- Born: 11 April 1895 Edge Hill, Liverpool, England^{[citation needed]}
- Died: Unknown
- Allegiance: United Kingdom
- Branch: British Army Royal Air Force
- Service years: 1917–1919 1921–1922
- Rank: Captain
- Unit: No. 28 Squadron RFC/RAF
- Conflicts: World War I • Italian Front
- Awards: Military Cross Bronze Medal for Military Valour (Italy)

= Percy Wilson (RAF officer) =

British World War I flying ace

Captain Percy Wilson (born 11 April 1895, date of death unknown) was a British World War I flying ace credited with seven aerial victories.

==Military service==
Wilson was commissioned from cadet to temporary second lieutenant (on probation) on the General List for service in the Royal Flying Corps on 17 May 1917. He was confirmed in his rank and appointed a flying officer on 29 June.

He was posted to No. 28 Squadron RFC to fly the Sopwith Camel single-seat fighter on the Italian Front. Operating over the province of Treviso he gained his first aerial victory on 25 January 1918, destroying an enemy reconnaissance aircraft over San Fior di Sopra. On 4 February he destroyed an Albatros D.V fighter near Motta, and another reconnaissance aircraft over Nervesa on 27 February, being appointed a flight commander with the temporary rank of captain the same day. He was promoted to lieutenant on 26 March 1918. On 1 April 1918, the Army's Royal Flying Corps was merged with the Royal Naval Air Service to form the Royal Air Force, and his unit became No. 28 Squadron RAF. Between 3 and 19 May Wilson accounted for three more D.V fighters and an observation balloon.

Wilson was awarded the Military Cross on 16 September 1918. His citation read:
Lieutenant (Temporary Captain) Percy Wilson, RAF.
"For conspicuous gallantry and devotion to duty in destroying six enemy aeroplanes and driving down three more out of control. He also destroyed an enemy balloon, which fell in flames."

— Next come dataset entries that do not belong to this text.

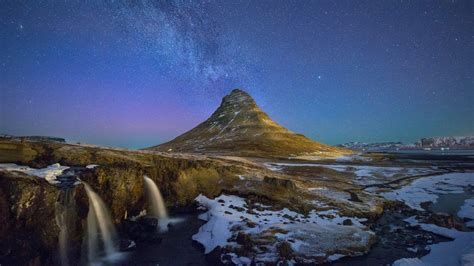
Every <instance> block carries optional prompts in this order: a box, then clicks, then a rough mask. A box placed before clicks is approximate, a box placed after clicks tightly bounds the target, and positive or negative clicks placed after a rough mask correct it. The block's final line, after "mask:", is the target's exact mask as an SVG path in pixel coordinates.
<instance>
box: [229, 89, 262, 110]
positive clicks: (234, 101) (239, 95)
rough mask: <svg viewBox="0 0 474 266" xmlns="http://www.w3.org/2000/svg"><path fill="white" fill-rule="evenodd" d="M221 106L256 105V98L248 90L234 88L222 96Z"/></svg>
mask: <svg viewBox="0 0 474 266" xmlns="http://www.w3.org/2000/svg"><path fill="white" fill-rule="evenodd" d="M221 106H233V107H234V108H244V107H256V106H257V104H256V103H255V100H254V99H253V98H252V96H250V94H248V93H247V92H245V91H243V90H241V89H234V90H232V91H231V92H230V93H229V94H227V95H226V96H224V98H222V103H221Z"/></svg>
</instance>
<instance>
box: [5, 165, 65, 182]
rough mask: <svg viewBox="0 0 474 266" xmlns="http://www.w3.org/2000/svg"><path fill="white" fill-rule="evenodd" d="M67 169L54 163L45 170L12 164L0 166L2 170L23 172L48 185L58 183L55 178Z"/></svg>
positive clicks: (56, 177) (48, 166)
mask: <svg viewBox="0 0 474 266" xmlns="http://www.w3.org/2000/svg"><path fill="white" fill-rule="evenodd" d="M68 168H69V166H62V165H60V164H59V163H55V164H52V165H50V166H48V167H46V168H40V169H36V168H30V167H28V166H22V165H17V164H14V163H2V164H0V169H2V170H5V171H17V172H23V173H25V174H27V175H31V176H37V177H41V178H44V179H46V180H47V181H48V182H49V183H50V184H58V183H60V182H59V180H57V176H59V175H61V173H62V172H63V171H64V170H66V169H68Z"/></svg>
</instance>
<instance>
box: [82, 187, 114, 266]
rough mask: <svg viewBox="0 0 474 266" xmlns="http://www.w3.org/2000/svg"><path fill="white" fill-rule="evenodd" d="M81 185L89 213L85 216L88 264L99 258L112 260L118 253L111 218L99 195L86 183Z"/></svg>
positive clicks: (109, 214) (96, 260)
mask: <svg viewBox="0 0 474 266" xmlns="http://www.w3.org/2000/svg"><path fill="white" fill-rule="evenodd" d="M82 183H83V184H84V188H85V190H86V192H87V196H88V197H89V213H88V215H87V256H88V260H89V262H95V261H97V260H99V259H100V258H101V257H105V258H112V257H114V256H115V255H116V254H117V253H118V249H117V233H116V230H115V227H114V225H113V223H112V219H111V216H110V214H109V212H108V210H107V208H106V206H105V204H104V202H103V201H102V199H101V198H100V197H99V195H97V193H95V192H94V191H93V190H92V188H91V187H90V186H89V185H88V184H87V183H84V182H82ZM101 248H103V250H101Z"/></svg>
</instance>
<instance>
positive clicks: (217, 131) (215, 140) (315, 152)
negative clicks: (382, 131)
mask: <svg viewBox="0 0 474 266" xmlns="http://www.w3.org/2000/svg"><path fill="white" fill-rule="evenodd" d="M149 149H151V150H159V151H173V152H199V153H213V154H216V153H217V154H232V155H241V156H297V155H316V156H328V157H332V156H339V155H342V154H348V153H350V151H348V150H345V149H341V148H336V147H332V146H328V145H325V144H321V143H318V142H315V141H312V140H310V139H308V138H306V137H305V136H303V135H301V134H296V133H293V132H291V131H289V130H288V129H286V128H284V127H282V126H280V125H278V124H277V123H275V122H274V121H273V120H272V119H271V118H270V117H269V116H268V115H267V114H266V113H265V112H263V111H262V110H261V109H260V108H259V107H258V106H257V104H256V103H255V101H254V99H253V98H252V97H251V96H250V95H249V94H248V93H246V92H245V91H242V90H240V89H235V90H233V91H232V92H231V93H230V94H229V95H227V96H225V97H224V98H223V99H222V103H221V105H220V106H219V108H217V110H216V111H215V112H214V113H213V114H212V115H211V117H209V118H208V119H207V120H206V121H204V122H202V123H201V124H199V125H198V126H197V127H195V128H193V129H191V130H190V131H188V132H186V133H184V134H182V135H180V136H178V137H177V138H175V139H173V140H172V141H170V142H166V143H163V144H161V145H158V146H154V147H151V148H149Z"/></svg>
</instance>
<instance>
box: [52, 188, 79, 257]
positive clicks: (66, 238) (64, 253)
mask: <svg viewBox="0 0 474 266" xmlns="http://www.w3.org/2000/svg"><path fill="white" fill-rule="evenodd" d="M55 213H56V224H57V225H58V227H59V229H60V231H59V259H60V262H61V265H62V266H68V265H69V257H70V255H71V243H70V240H71V232H73V231H74V230H75V223H76V217H75V216H76V204H75V201H74V198H73V188H67V189H64V190H61V192H60V194H59V199H58V201H57V202H56V204H55Z"/></svg>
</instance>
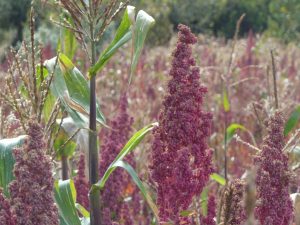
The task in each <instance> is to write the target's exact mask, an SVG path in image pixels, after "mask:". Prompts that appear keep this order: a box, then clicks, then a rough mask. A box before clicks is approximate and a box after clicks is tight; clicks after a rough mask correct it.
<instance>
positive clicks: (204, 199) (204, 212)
mask: <svg viewBox="0 0 300 225" xmlns="http://www.w3.org/2000/svg"><path fill="white" fill-rule="evenodd" d="M200 197H201V211H202V215H204V216H206V215H207V208H208V206H207V205H208V188H207V187H206V188H204V189H203V191H202V193H201V196H200Z"/></svg>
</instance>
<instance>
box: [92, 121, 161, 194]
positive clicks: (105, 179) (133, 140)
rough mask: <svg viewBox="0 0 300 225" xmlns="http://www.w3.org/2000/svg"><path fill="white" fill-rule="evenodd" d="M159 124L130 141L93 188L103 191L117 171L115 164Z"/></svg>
mask: <svg viewBox="0 0 300 225" xmlns="http://www.w3.org/2000/svg"><path fill="white" fill-rule="evenodd" d="M157 125H158V124H157V123H152V124H150V125H148V126H146V127H144V128H143V129H141V130H139V131H138V132H136V133H135V134H134V135H133V136H132V137H131V138H130V140H129V141H128V142H127V143H126V145H125V146H124V147H123V149H122V150H121V151H120V153H119V154H118V155H117V157H116V158H115V160H114V161H113V162H112V163H111V164H110V166H109V167H108V168H107V170H106V171H105V173H104V175H103V177H102V178H101V180H100V181H98V182H97V184H94V185H93V186H94V187H95V188H98V189H102V188H103V187H104V185H105V183H106V181H107V180H108V178H109V176H110V175H111V174H112V172H113V171H114V170H115V169H116V167H115V166H114V164H116V163H118V161H121V160H123V158H124V157H125V156H126V155H128V154H129V153H130V152H131V151H132V150H133V149H134V148H135V147H136V146H137V145H138V144H139V143H140V142H141V141H142V140H143V138H144V137H145V135H146V134H147V133H149V132H150V131H151V130H152V129H153V128H154V127H155V126H157Z"/></svg>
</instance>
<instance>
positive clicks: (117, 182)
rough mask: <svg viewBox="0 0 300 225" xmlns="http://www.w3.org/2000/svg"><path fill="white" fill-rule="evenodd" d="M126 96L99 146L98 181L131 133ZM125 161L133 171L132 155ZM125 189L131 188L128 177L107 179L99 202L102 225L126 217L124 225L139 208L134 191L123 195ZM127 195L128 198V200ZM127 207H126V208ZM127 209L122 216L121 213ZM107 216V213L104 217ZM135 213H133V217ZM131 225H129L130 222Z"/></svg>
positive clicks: (136, 211) (118, 152) (133, 223)
mask: <svg viewBox="0 0 300 225" xmlns="http://www.w3.org/2000/svg"><path fill="white" fill-rule="evenodd" d="M127 107H128V103H127V96H126V95H122V96H121V99H120V105H119V112H118V115H117V117H116V118H115V119H113V120H112V121H111V123H110V126H111V128H110V130H109V131H108V132H107V133H106V134H105V135H104V139H103V142H102V145H101V147H100V168H99V174H100V177H102V176H103V175H104V173H105V171H106V169H107V168H108V167H109V165H110V164H111V163H112V162H113V160H114V159H115V158H116V156H117V155H118V154H119V152H120V151H121V149H122V148H123V147H124V145H125V144H126V143H127V141H128V140H129V137H130V136H129V135H130V132H131V131H132V128H131V126H132V123H133V118H132V117H130V116H129V115H128V113H127ZM125 161H126V162H128V163H129V164H130V165H131V166H132V167H133V168H135V160H134V157H133V154H129V155H128V156H127V157H126V158H125ZM128 186H133V187H135V186H134V185H133V184H132V183H131V178H130V177H129V175H128V174H127V173H126V172H125V171H123V170H121V169H117V170H116V171H114V172H113V174H112V175H111V176H110V178H109V179H108V181H107V182H106V185H105V187H104V190H103V191H102V192H101V201H102V205H103V218H105V222H104V225H110V219H112V221H113V222H119V221H120V220H121V219H122V218H124V216H125V214H127V215H126V216H127V220H126V224H127V223H130V222H128V218H130V215H133V214H135V213H137V212H139V208H140V204H139V198H137V197H136V194H139V193H138V192H137V191H138V190H137V189H135V190H133V191H132V193H129V194H128V193H126V189H127V187H128ZM128 195H129V196H128ZM126 197H131V198H132V200H131V201H130V202H128V203H127V202H124V199H125V198H126ZM127 204H130V205H131V206H130V207H127V206H126V205H127ZM125 208H130V210H131V211H130V210H127V211H126V213H125V214H124V209H125ZM108 212H109V213H108ZM134 212H135V213H134ZM131 223H132V224H134V222H133V221H131Z"/></svg>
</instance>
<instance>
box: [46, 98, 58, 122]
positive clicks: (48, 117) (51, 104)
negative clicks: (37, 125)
mask: <svg viewBox="0 0 300 225" xmlns="http://www.w3.org/2000/svg"><path fill="white" fill-rule="evenodd" d="M55 101H56V97H55V96H54V95H53V94H52V93H51V92H49V93H48V95H47V98H46V101H45V104H44V107H43V115H44V118H45V121H48V120H49V118H50V116H51V112H52V110H53V106H54V104H55Z"/></svg>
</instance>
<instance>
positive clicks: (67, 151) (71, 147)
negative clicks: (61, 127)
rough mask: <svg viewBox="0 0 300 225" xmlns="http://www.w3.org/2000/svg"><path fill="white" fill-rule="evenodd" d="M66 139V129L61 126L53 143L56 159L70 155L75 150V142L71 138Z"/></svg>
mask: <svg viewBox="0 0 300 225" xmlns="http://www.w3.org/2000/svg"><path fill="white" fill-rule="evenodd" d="M57 129H58V128H57ZM68 139H69V135H68V134H67V133H66V131H65V130H64V129H63V128H62V129H60V130H59V132H58V134H57V137H56V138H55V140H54V143H53V147H54V150H55V151H56V158H57V159H58V160H61V159H62V158H70V157H72V156H73V154H74V152H75V150H76V147H77V145H76V143H75V142H74V141H73V140H70V141H68ZM67 141H68V142H67Z"/></svg>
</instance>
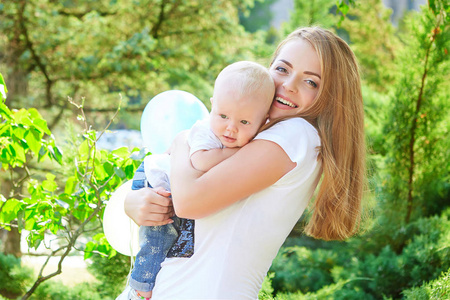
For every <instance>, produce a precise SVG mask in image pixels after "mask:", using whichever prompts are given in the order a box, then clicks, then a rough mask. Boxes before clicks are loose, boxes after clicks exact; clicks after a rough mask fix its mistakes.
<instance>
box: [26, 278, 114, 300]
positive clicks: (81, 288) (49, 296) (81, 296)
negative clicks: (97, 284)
mask: <svg viewBox="0 0 450 300" xmlns="http://www.w3.org/2000/svg"><path fill="white" fill-rule="evenodd" d="M80 299H84V300H113V299H115V297H114V295H112V296H111V297H102V296H101V295H100V293H99V291H98V290H97V285H96V284H95V283H88V282H84V283H80V284H77V285H76V286H74V287H68V286H65V285H63V284H62V283H61V282H59V281H51V280H50V281H46V282H44V283H43V284H41V285H40V286H39V287H38V288H37V289H36V291H35V292H34V293H33V295H32V296H31V297H30V300H80Z"/></svg>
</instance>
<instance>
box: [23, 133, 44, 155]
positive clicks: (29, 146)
mask: <svg viewBox="0 0 450 300" xmlns="http://www.w3.org/2000/svg"><path fill="white" fill-rule="evenodd" d="M38 134H39V133H38V132H37V131H36V129H34V128H30V130H29V131H27V132H26V133H25V139H26V141H27V145H28V146H29V147H30V150H31V151H32V152H33V153H35V154H38V153H39V150H40V149H41V144H40V138H39V139H37V138H36V135H38ZM38 136H39V135H38Z"/></svg>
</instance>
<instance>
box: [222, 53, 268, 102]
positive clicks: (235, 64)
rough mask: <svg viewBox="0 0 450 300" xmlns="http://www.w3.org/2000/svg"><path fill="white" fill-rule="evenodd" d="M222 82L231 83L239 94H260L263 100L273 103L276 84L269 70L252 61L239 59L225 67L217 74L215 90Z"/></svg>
mask: <svg viewBox="0 0 450 300" xmlns="http://www.w3.org/2000/svg"><path fill="white" fill-rule="evenodd" d="M220 84H227V85H230V86H231V87H232V88H233V90H234V92H236V93H237V95H238V96H243V95H248V94H258V95H260V96H261V97H258V99H259V98H261V100H266V101H267V103H270V104H271V103H272V100H273V97H274V94H275V84H274V82H273V79H272V76H270V73H269V70H268V69H267V68H265V67H264V66H262V65H260V64H258V63H255V62H251V61H238V62H235V63H233V64H231V65H228V66H227V67H225V68H224V69H223V70H222V71H221V72H220V73H219V75H218V76H217V78H216V82H215V84H214V90H216V88H217V86H218V85H220Z"/></svg>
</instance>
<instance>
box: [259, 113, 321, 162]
mask: <svg viewBox="0 0 450 300" xmlns="http://www.w3.org/2000/svg"><path fill="white" fill-rule="evenodd" d="M255 139H259V140H268V141H272V142H274V143H276V144H278V145H279V146H280V147H281V148H283V150H284V151H285V152H286V153H287V154H288V156H289V157H290V159H291V160H292V161H298V160H299V159H300V157H304V155H305V154H306V153H310V154H311V155H315V152H316V150H317V147H319V146H320V138H319V134H318V132H317V130H316V129H315V128H314V126H312V125H311V124H310V123H309V122H308V121H306V120H305V119H303V118H291V119H287V120H283V121H281V122H278V123H277V124H275V125H273V126H272V127H270V128H268V129H267V130H264V131H262V132H260V133H259V134H258V135H257V136H256V137H255Z"/></svg>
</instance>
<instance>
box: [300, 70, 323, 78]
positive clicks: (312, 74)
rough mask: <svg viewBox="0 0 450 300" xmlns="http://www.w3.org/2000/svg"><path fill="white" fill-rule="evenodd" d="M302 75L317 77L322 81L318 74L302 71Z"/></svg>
mask: <svg viewBox="0 0 450 300" xmlns="http://www.w3.org/2000/svg"><path fill="white" fill-rule="evenodd" d="M303 74H308V75H313V76H317V77H319V79H322V78H321V77H320V75H319V74H317V73H314V72H311V71H304V72H303Z"/></svg>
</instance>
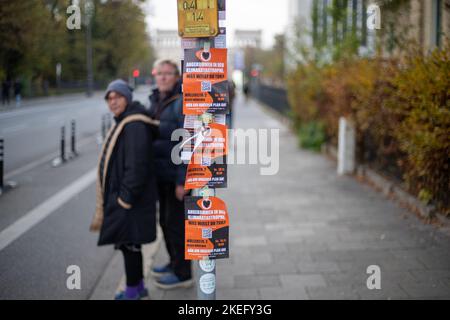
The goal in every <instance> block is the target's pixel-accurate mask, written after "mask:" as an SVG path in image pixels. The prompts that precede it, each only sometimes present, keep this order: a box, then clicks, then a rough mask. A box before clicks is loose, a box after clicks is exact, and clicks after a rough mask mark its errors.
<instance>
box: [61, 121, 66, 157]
mask: <svg viewBox="0 0 450 320" xmlns="http://www.w3.org/2000/svg"><path fill="white" fill-rule="evenodd" d="M65 161H66V127H64V126H62V127H61V162H65Z"/></svg>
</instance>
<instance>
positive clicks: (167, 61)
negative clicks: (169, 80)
mask: <svg viewBox="0 0 450 320" xmlns="http://www.w3.org/2000/svg"><path fill="white" fill-rule="evenodd" d="M165 64H168V65H169V66H172V67H173V69H174V70H175V75H176V76H180V68H178V64H177V63H176V62H175V61H173V60H170V59H160V60H156V61H155V63H154V64H153V69H156V68H158V67H160V66H162V65H165Z"/></svg>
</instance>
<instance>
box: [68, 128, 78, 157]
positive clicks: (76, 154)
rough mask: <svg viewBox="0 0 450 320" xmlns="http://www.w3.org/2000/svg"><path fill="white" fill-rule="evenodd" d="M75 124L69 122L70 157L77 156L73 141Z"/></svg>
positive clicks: (75, 128) (74, 145)
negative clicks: (70, 125) (69, 129)
mask: <svg viewBox="0 0 450 320" xmlns="http://www.w3.org/2000/svg"><path fill="white" fill-rule="evenodd" d="M75 126H76V123H75V120H72V121H71V134H70V149H71V151H72V155H73V156H76V155H77V151H76V145H75V143H76V141H75V133H76V131H75V130H76V127H75Z"/></svg>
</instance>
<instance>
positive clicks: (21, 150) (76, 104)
mask: <svg viewBox="0 0 450 320" xmlns="http://www.w3.org/2000/svg"><path fill="white" fill-rule="evenodd" d="M148 92H149V90H148V88H147V87H142V88H140V89H138V90H137V92H136V94H135V97H136V98H137V99H139V100H141V101H142V102H143V103H146V100H147V95H148ZM36 103H37V104H38V105H36V106H33V103H32V102H31V103H28V104H27V105H28V106H27V107H23V108H17V109H16V110H12V111H6V112H2V113H0V137H1V138H3V139H4V143H5V172H6V174H7V173H8V172H11V171H13V170H16V169H18V168H21V167H23V166H25V165H27V164H29V163H32V162H35V161H37V160H39V159H42V158H45V157H46V156H48V155H49V154H53V153H55V152H58V151H59V146H60V136H61V135H60V132H61V127H62V126H65V127H66V139H67V140H66V141H67V145H68V144H69V140H68V138H69V134H70V122H71V120H72V119H73V120H75V121H76V125H77V139H78V140H82V139H84V138H86V137H89V136H92V135H93V134H95V133H98V132H99V131H100V128H101V117H102V114H105V113H107V112H108V110H107V107H106V104H105V102H104V100H103V94H102V93H101V92H98V93H96V94H95V95H94V96H93V97H91V98H87V97H85V96H83V95H72V96H68V97H67V99H64V98H63V97H58V98H49V99H48V100H47V101H46V100H45V99H40V100H39V102H36Z"/></svg>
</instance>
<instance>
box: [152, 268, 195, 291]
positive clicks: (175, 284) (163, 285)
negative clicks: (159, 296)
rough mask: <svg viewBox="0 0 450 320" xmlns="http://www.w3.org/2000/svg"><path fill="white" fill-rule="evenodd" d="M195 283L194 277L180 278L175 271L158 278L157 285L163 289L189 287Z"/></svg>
mask: <svg viewBox="0 0 450 320" xmlns="http://www.w3.org/2000/svg"><path fill="white" fill-rule="evenodd" d="M193 284H194V280H192V278H190V279H187V280H180V279H179V278H178V277H177V276H176V275H175V274H174V273H173V272H171V273H168V274H165V275H163V276H161V277H160V278H159V279H158V280H156V282H155V285H156V286H157V287H158V288H161V289H166V290H169V289H176V288H189V287H192V285H193Z"/></svg>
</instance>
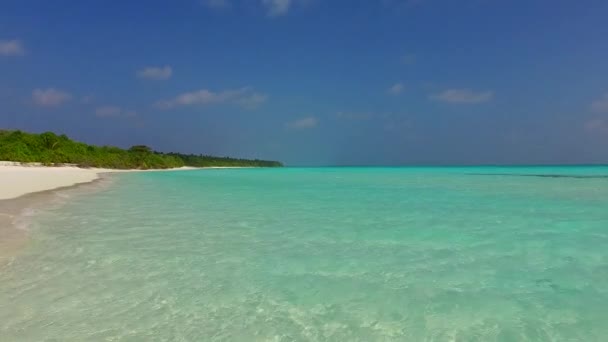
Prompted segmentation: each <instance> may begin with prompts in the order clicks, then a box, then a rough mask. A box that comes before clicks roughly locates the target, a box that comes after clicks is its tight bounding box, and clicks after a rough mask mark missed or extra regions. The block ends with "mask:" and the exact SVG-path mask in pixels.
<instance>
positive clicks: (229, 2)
mask: <svg viewBox="0 0 608 342" xmlns="http://www.w3.org/2000/svg"><path fill="white" fill-rule="evenodd" d="M203 4H204V5H205V6H207V7H209V8H213V9H225V8H230V7H231V6H232V4H231V3H230V1H229V0H204V1H203Z"/></svg>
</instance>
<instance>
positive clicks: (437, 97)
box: [431, 89, 494, 104]
mask: <svg viewBox="0 0 608 342" xmlns="http://www.w3.org/2000/svg"><path fill="white" fill-rule="evenodd" d="M492 98H494V92H492V91H489V90H488V91H473V90H470V89H449V90H446V91H444V92H442V93H439V94H435V95H431V99H433V100H437V101H443V102H448V103H457V104H475V103H482V102H488V101H490V100H492Z"/></svg>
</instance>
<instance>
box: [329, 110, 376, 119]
mask: <svg viewBox="0 0 608 342" xmlns="http://www.w3.org/2000/svg"><path fill="white" fill-rule="evenodd" d="M372 116H373V115H372V113H366V112H338V113H336V118H338V119H340V120H354V121H357V120H367V119H369V118H371V117H372Z"/></svg>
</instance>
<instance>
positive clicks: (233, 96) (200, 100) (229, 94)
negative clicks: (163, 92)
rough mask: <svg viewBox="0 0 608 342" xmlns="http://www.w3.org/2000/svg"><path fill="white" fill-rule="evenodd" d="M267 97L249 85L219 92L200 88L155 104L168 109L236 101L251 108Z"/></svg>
mask: <svg viewBox="0 0 608 342" xmlns="http://www.w3.org/2000/svg"><path fill="white" fill-rule="evenodd" d="M267 98H268V97H267V96H266V95H264V94H260V93H256V92H254V91H253V89H252V88H251V87H243V88H240V89H229V90H223V91H220V92H213V91H211V90H207V89H201V90H195V91H192V92H188V93H183V94H180V95H178V96H177V97H175V98H173V99H171V100H164V101H160V102H157V103H156V106H157V107H158V108H164V109H169V108H175V107H181V106H193V105H200V106H202V105H210V104H220V103H237V104H239V105H241V106H243V107H246V108H253V107H256V106H258V105H260V104H262V103H264V102H265V101H266V99H267Z"/></svg>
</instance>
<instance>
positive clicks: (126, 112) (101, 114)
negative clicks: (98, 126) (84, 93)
mask: <svg viewBox="0 0 608 342" xmlns="http://www.w3.org/2000/svg"><path fill="white" fill-rule="evenodd" d="M95 115H96V116H97V117H100V118H111V117H134V116H137V112H135V111H133V110H125V109H123V108H121V107H118V106H102V107H97V108H96V109H95Z"/></svg>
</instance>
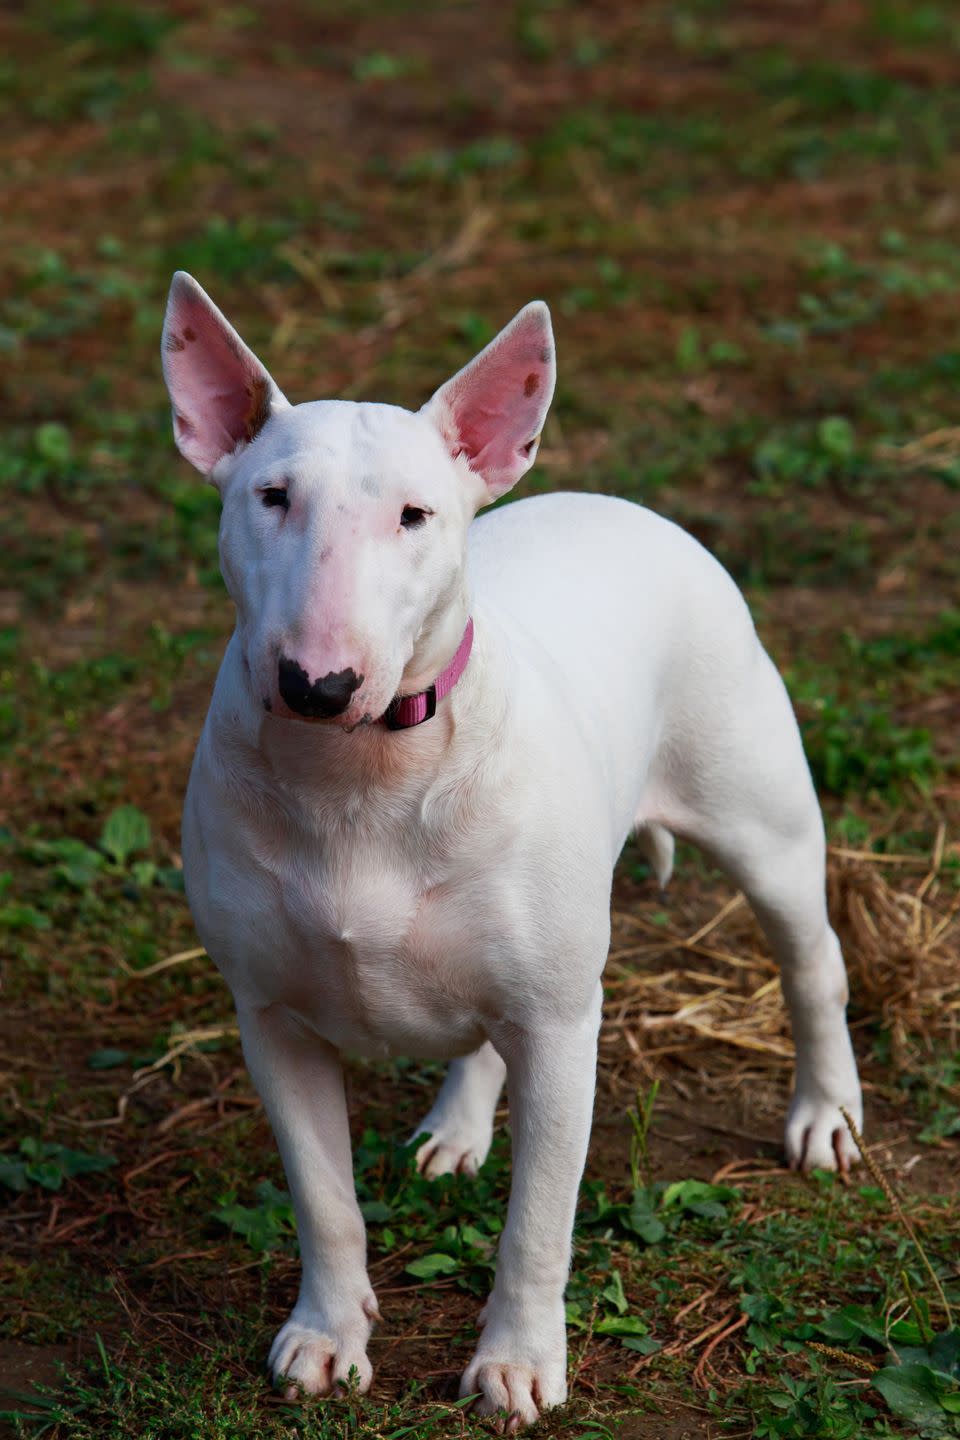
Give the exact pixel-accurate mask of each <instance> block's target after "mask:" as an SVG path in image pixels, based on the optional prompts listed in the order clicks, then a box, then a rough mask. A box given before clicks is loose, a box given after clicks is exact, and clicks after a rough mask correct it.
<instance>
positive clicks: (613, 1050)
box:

On 1 November 1918 he was awarded the Bronze Medal for Military Valour by Italy.

===List of aerial victories===

Combat record^{[citation needed]}
| No. | Date/Time | Aircraft/ Serial No. | Opponent | Result | Location |
|---|---|---|---|---|---|
| 1 | 25 January 1918 @ 1145 | Sopwith Camel (B6363) | C | Destroyed | San Fior di Sopra |
| 2 | 4 February 1918 @ 1005 | Sopwith Camel (B6363) | Albatros D.V | Destroyed | 1 km (0.62 mi) south of Motta |
| 3 | 27 February 1918 @ 1030 | Sopwith Camel (B5183) | C | Destroyed | Nervesa |
| 4 | 3 May 1918 @ 0915 | Sopwith Camel (B5187) | Albatros D.V | Destroyed | Monte Santo |
| 5 | 10 May 1918 @ 1425 | Sopwith Camel (B6363) | Balloon | Destroyed | Mareno |
| 6 | 11 May 1918 @ 1000 | Sopwith Camel (B6363) | Albatros D.V | Destroyed in flames | Follina |
| 7 | 19 May 1918 @ 0715 | Sopwith Camel (B6363) | Albatros D.V | Destroyed in flames | Arsiè |

==Post-war career==
Following the end of the war, as the RAF was reduced in size, Wilson relinquished his acting rank of captain on 25 March 1919, and was transferred to the RAF's unemployed list on 1 September 1919.

Wilson was briefly restored to the active list with the rank of flying officer for temporary duty between 9 April and 5 June 1921. He was then granted a short service commission in the RAF with the same rank on 18 July 1921, but was forced to relinquish it on account of ill-health on 25 October 1922.